Quas7 commented 3 years ago

@caesar1111 alright. One last shot... could you post a picture of the boards especially the STM32 controller? This behaves so erratic that I almost suspect counterfeit stm32 hardware that is very common on bluepill dev boards etc

caesar1111 commented 3 years ago

hope that's detailed enough as I can read: STM32F 030C8T6 AA094 079 TWN AA 02 ST So it looks like a https://www.st.com/resource/en/datasheet/stm32f030f4.pdf

Quas7 commented 3 years ago

here one of my boards for comparison.

rotated

What I see in a quick comparison:

no visible rev marking on your STM (mine has a "B")
way too much solder on D5 for a reflow process (likely hand reworked)
maybe a small dent(?) next to the STM pins below the U7 label
what buzzles me most is the inductor with 6R8 (6.8uH) compared to my 220uH inductor EDIT: 22uH

at least the STM32 does not look like an obvious fake part github.com/keirf/Greaseweazle/wiki/STM32-Fakes

@caesar1111 is there any marking on the D5 diode as on mine with SS24? and do you reas S42B v1.0 on the board next to the motor connector?

swanepoeljan commented 3 years ago

Here is mine also for comparison.

Quas7 commented 3 years ago

@swanepoeljan thanks! I had no chance to identify this 6pin DC/DC converter without nowing that only "BN" was the identfier. ;) I will google a bit more around this weekend.

caesar1111 commented 3 years ago

...it really looks like a mix and match thing they do with the components... I can see that no board of ours is alike. Diodes, inductors and ICs are not matching up. I will have a closer look on my other 4 boards and see if I have at least some consistency there…

caesar1111 commented 3 years ago

...here I got another example of a mix and match... some ICs are different... 124378830_2869431283287527_2122614624298095173_o

caesar1111 commented 3 years ago

@Quas7 and @swanepoeljan : I now checked all my 5 boards.. Bottom line: no more than 2 steppers are alike completely. The 3 I bought at Aliexpress from BIG TREE TECH CO.,LTD Store are performing a little better. the come with a TWN AA020 code on the STM32 (like Quas7) The 2 I bought directly form BIQU performing poorly, one so poorly, that after resetting the board, the OLED goes black within 2 secs. they come with ta CHN GQ031 code on the STM32 (like swanepoeljan). So this means the are definitely using different sources for the components like Taiwanese or Chinese chip manufacturers for the STM32. And not a nut to crack for you guys. The only board which runs almost flawlessly is the one where the 6R8 inductor is soldered in upside down. This one has a TWN AA020 marking. IMG_E2992 ...just let me know if you need the pics of the other boards as well...
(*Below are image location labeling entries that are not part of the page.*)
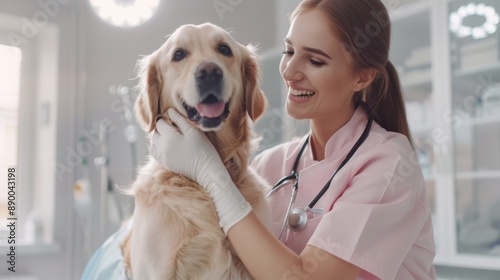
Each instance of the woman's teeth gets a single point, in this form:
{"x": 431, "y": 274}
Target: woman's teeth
{"x": 301, "y": 93}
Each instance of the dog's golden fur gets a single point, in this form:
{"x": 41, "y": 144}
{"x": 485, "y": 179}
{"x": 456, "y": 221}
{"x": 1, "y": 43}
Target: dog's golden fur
{"x": 175, "y": 232}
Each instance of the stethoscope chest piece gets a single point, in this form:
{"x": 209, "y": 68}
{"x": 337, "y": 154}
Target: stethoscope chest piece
{"x": 297, "y": 219}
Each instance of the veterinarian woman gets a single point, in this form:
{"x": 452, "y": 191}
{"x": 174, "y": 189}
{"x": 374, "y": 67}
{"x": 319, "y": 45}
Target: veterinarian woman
{"x": 353, "y": 203}
{"x": 372, "y": 221}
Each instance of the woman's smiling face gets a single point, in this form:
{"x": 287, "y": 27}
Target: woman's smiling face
{"x": 317, "y": 69}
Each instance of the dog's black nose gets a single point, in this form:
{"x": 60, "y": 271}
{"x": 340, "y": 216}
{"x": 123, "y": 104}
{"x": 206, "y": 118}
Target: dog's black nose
{"x": 208, "y": 74}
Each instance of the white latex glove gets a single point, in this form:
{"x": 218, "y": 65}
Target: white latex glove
{"x": 191, "y": 154}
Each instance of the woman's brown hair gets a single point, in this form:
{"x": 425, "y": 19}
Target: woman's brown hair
{"x": 365, "y": 28}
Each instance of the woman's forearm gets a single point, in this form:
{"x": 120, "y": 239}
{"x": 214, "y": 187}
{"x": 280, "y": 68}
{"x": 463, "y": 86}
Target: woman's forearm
{"x": 267, "y": 258}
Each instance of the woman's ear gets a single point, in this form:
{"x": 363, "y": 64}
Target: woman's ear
{"x": 365, "y": 78}
{"x": 255, "y": 100}
{"x": 150, "y": 86}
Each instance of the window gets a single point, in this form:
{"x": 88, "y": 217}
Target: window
{"x": 10, "y": 78}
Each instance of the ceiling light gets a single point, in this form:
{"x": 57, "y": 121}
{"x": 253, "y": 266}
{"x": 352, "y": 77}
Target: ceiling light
{"x": 489, "y": 26}
{"x": 126, "y": 13}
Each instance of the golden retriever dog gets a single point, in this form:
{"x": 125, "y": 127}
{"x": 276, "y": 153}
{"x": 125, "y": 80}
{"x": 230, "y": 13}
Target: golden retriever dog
{"x": 213, "y": 81}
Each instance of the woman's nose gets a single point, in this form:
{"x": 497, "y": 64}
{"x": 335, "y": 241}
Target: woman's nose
{"x": 290, "y": 69}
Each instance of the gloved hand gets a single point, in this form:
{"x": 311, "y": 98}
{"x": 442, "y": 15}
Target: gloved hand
{"x": 191, "y": 154}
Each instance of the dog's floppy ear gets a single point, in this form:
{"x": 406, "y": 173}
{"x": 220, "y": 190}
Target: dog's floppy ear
{"x": 255, "y": 100}
{"x": 150, "y": 86}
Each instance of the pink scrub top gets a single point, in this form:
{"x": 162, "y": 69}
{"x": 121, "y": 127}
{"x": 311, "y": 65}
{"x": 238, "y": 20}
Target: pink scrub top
{"x": 374, "y": 215}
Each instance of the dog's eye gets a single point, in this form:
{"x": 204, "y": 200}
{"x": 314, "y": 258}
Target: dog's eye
{"x": 225, "y": 50}
{"x": 179, "y": 55}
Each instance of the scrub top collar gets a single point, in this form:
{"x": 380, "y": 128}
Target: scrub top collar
{"x": 342, "y": 140}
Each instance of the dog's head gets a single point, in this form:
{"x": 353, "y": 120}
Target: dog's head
{"x": 203, "y": 73}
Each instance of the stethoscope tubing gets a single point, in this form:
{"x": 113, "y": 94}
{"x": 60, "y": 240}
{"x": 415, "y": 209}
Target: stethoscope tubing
{"x": 295, "y": 175}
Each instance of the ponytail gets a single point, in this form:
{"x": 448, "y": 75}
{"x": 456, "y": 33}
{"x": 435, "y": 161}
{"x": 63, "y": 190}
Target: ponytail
{"x": 385, "y": 103}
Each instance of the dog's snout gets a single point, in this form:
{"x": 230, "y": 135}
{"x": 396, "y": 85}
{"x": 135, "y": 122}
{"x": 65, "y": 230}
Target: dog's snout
{"x": 208, "y": 73}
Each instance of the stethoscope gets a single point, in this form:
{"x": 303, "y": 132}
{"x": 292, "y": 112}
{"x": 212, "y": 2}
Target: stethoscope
{"x": 296, "y": 219}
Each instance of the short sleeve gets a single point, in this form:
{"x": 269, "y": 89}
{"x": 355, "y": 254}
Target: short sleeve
{"x": 374, "y": 223}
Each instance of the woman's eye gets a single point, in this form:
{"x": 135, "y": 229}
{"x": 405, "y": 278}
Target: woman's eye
{"x": 179, "y": 55}
{"x": 225, "y": 50}
{"x": 316, "y": 62}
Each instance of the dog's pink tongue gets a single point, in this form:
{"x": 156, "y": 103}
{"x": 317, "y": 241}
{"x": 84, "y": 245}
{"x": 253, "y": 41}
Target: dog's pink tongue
{"x": 211, "y": 110}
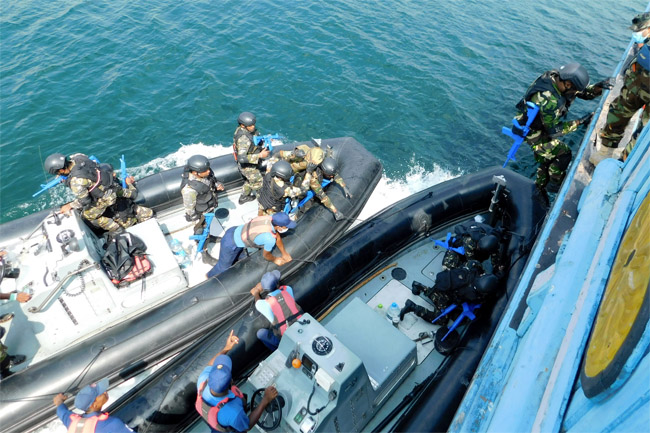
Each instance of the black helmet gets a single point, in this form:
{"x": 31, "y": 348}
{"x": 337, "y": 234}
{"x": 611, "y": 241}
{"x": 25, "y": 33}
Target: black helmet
{"x": 576, "y": 73}
{"x": 247, "y": 118}
{"x": 282, "y": 169}
{"x": 198, "y": 163}
{"x": 489, "y": 244}
{"x": 329, "y": 166}
{"x": 486, "y": 284}
{"x": 54, "y": 163}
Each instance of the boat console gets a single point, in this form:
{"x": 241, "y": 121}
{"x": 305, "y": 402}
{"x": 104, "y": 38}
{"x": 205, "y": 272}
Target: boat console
{"x": 334, "y": 377}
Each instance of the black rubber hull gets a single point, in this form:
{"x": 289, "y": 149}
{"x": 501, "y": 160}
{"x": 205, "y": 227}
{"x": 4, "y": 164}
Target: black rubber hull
{"x": 165, "y": 401}
{"x": 135, "y": 344}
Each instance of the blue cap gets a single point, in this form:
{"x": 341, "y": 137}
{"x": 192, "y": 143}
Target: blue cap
{"x": 221, "y": 374}
{"x": 89, "y": 393}
{"x": 270, "y": 280}
{"x": 281, "y": 219}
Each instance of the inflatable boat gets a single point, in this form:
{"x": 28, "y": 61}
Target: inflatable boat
{"x": 79, "y": 326}
{"x": 343, "y": 366}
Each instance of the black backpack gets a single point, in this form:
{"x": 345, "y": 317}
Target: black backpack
{"x": 125, "y": 259}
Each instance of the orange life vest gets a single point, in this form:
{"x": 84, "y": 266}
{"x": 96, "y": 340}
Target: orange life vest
{"x": 209, "y": 413}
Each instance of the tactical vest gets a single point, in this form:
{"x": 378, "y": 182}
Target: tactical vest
{"x": 252, "y": 149}
{"x": 285, "y": 310}
{"x": 271, "y": 195}
{"x": 542, "y": 84}
{"x": 254, "y": 228}
{"x": 206, "y": 195}
{"x": 80, "y": 424}
{"x": 209, "y": 413}
{"x": 100, "y": 174}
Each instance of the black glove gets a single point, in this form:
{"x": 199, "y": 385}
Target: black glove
{"x": 605, "y": 84}
{"x": 584, "y": 120}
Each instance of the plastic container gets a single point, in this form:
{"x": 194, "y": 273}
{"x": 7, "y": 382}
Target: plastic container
{"x": 182, "y": 257}
{"x": 392, "y": 314}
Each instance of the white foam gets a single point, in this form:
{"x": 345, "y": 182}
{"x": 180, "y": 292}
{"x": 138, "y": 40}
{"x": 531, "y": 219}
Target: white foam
{"x": 389, "y": 191}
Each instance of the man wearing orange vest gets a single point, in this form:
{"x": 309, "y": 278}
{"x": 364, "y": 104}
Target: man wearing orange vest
{"x": 90, "y": 400}
{"x": 260, "y": 232}
{"x": 219, "y": 402}
{"x": 278, "y": 307}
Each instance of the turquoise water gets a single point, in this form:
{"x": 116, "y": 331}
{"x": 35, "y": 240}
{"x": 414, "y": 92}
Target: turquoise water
{"x": 426, "y": 86}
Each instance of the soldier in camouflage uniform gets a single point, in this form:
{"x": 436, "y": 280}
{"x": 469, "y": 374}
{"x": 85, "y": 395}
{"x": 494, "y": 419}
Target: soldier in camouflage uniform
{"x": 634, "y": 94}
{"x": 553, "y": 92}
{"x": 277, "y": 188}
{"x": 95, "y": 189}
{"x": 248, "y": 156}
{"x": 324, "y": 165}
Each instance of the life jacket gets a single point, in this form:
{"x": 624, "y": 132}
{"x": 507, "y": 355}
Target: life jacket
{"x": 80, "y": 424}
{"x": 542, "y": 84}
{"x": 100, "y": 174}
{"x": 252, "y": 149}
{"x": 206, "y": 195}
{"x": 271, "y": 195}
{"x": 209, "y": 413}
{"x": 285, "y": 310}
{"x": 254, "y": 228}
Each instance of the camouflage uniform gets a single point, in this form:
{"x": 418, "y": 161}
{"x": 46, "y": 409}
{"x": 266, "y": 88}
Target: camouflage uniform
{"x": 634, "y": 95}
{"x": 553, "y": 155}
{"x": 96, "y": 211}
{"x": 127, "y": 213}
{"x": 288, "y": 191}
{"x": 247, "y": 156}
{"x": 314, "y": 155}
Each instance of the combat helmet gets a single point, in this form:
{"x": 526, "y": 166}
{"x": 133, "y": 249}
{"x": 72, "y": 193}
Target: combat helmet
{"x": 54, "y": 163}
{"x": 576, "y": 73}
{"x": 247, "y": 119}
{"x": 282, "y": 169}
{"x": 198, "y": 163}
{"x": 329, "y": 166}
{"x": 640, "y": 22}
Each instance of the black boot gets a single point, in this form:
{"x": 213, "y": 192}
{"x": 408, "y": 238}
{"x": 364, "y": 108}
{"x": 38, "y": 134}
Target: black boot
{"x": 208, "y": 259}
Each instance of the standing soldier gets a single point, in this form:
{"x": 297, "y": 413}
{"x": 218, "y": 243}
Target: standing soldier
{"x": 199, "y": 188}
{"x": 634, "y": 95}
{"x": 553, "y": 92}
{"x": 277, "y": 187}
{"x": 248, "y": 156}
{"x": 95, "y": 189}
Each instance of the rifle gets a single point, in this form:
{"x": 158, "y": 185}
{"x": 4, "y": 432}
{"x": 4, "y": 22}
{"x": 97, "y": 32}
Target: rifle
{"x": 123, "y": 171}
{"x": 521, "y": 131}
{"x": 51, "y": 184}
{"x": 446, "y": 245}
{"x": 266, "y": 139}
{"x": 203, "y": 236}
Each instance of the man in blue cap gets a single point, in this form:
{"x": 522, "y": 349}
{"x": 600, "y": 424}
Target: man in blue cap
{"x": 279, "y": 307}
{"x": 220, "y": 403}
{"x": 261, "y": 232}
{"x": 90, "y": 399}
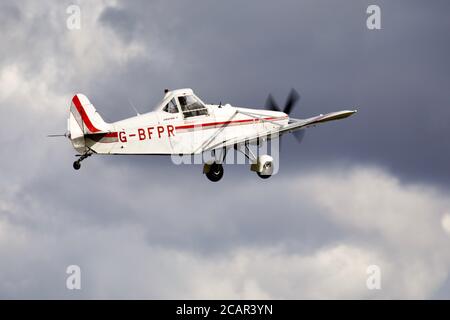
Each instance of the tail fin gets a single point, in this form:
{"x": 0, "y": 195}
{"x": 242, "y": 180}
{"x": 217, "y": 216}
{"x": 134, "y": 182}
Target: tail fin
{"x": 84, "y": 119}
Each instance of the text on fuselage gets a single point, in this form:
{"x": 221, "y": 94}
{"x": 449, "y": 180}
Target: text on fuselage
{"x": 149, "y": 133}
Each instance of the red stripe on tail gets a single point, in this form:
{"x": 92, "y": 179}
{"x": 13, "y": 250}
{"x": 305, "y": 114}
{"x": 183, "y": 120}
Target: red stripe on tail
{"x": 83, "y": 114}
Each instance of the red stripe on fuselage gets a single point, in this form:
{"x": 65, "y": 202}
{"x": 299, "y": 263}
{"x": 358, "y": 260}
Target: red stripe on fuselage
{"x": 209, "y": 124}
{"x": 83, "y": 115}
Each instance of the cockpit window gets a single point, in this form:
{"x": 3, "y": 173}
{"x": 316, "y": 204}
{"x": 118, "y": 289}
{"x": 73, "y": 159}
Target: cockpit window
{"x": 171, "y": 107}
{"x": 192, "y": 107}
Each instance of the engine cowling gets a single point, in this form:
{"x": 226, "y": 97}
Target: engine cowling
{"x": 263, "y": 166}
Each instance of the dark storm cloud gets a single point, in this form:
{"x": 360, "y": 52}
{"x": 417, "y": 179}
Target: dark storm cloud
{"x": 397, "y": 77}
{"x": 231, "y": 52}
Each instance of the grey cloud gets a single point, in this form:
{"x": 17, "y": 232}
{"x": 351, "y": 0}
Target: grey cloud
{"x": 136, "y": 225}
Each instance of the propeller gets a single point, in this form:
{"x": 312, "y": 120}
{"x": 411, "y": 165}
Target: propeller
{"x": 291, "y": 101}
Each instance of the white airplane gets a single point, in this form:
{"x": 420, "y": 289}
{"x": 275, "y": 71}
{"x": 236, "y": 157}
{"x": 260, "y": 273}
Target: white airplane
{"x": 182, "y": 124}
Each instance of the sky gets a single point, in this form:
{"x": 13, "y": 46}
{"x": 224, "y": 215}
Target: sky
{"x": 369, "y": 190}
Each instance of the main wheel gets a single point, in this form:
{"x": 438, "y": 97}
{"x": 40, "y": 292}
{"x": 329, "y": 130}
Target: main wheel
{"x": 77, "y": 165}
{"x": 215, "y": 172}
{"x": 264, "y": 176}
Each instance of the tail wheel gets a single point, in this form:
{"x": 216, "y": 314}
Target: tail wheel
{"x": 263, "y": 176}
{"x": 215, "y": 172}
{"x": 77, "y": 165}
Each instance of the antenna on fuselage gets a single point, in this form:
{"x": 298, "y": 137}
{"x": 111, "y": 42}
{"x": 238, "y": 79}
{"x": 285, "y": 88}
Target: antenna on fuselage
{"x": 134, "y": 108}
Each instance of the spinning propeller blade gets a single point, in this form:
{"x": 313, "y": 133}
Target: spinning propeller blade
{"x": 291, "y": 101}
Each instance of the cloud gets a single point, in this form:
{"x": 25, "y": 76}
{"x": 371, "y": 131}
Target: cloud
{"x": 121, "y": 260}
{"x": 144, "y": 228}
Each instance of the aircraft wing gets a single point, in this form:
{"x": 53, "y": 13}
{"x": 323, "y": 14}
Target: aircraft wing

Quas7 commented 3 years ago

Not sure, if this is a real indicator as ST has multiple packaging and test facilities so there should not be much difference in the controller, if they are genuine.

I would also expect especially during the covid supply chain crysis that some components got 2nd sourced as well. But I see nothing out of the ordinary for industrial or consumer products (this would not fly for med/mil/avionic or automotive, of course).

I still suspect the board layout with the buck converter close to the com header is giving the main issue depending component tolerances. Things like using a hairdryer on the board and testing "hot" (<85C) might change the failure occurence rate for non-failing boards. I can give it a try this weekend.

Quas7 commented 3 years ago

found our guy (via aliexpress "BNOG" search...): https://datasheet.octopart.com/AOZ1282CI-Alpha-%26-Omega-Semiconductor-datasheet-67314984.pdf

It runs the PWM on 450kHz +/-90kHz as we measured. That range might explain, why different countermeasures work on different boards.

BTW, 220 on the inductance does not mean 220uH it is 22uH. Which also fits perfectly the firs page datasheet example:

And the table fits the selected components... The 68C is a 49.9k and the 20C is 15.8kOhm

I already know from the BTT SKR boards that they really like to use the datasheet examples as best practise.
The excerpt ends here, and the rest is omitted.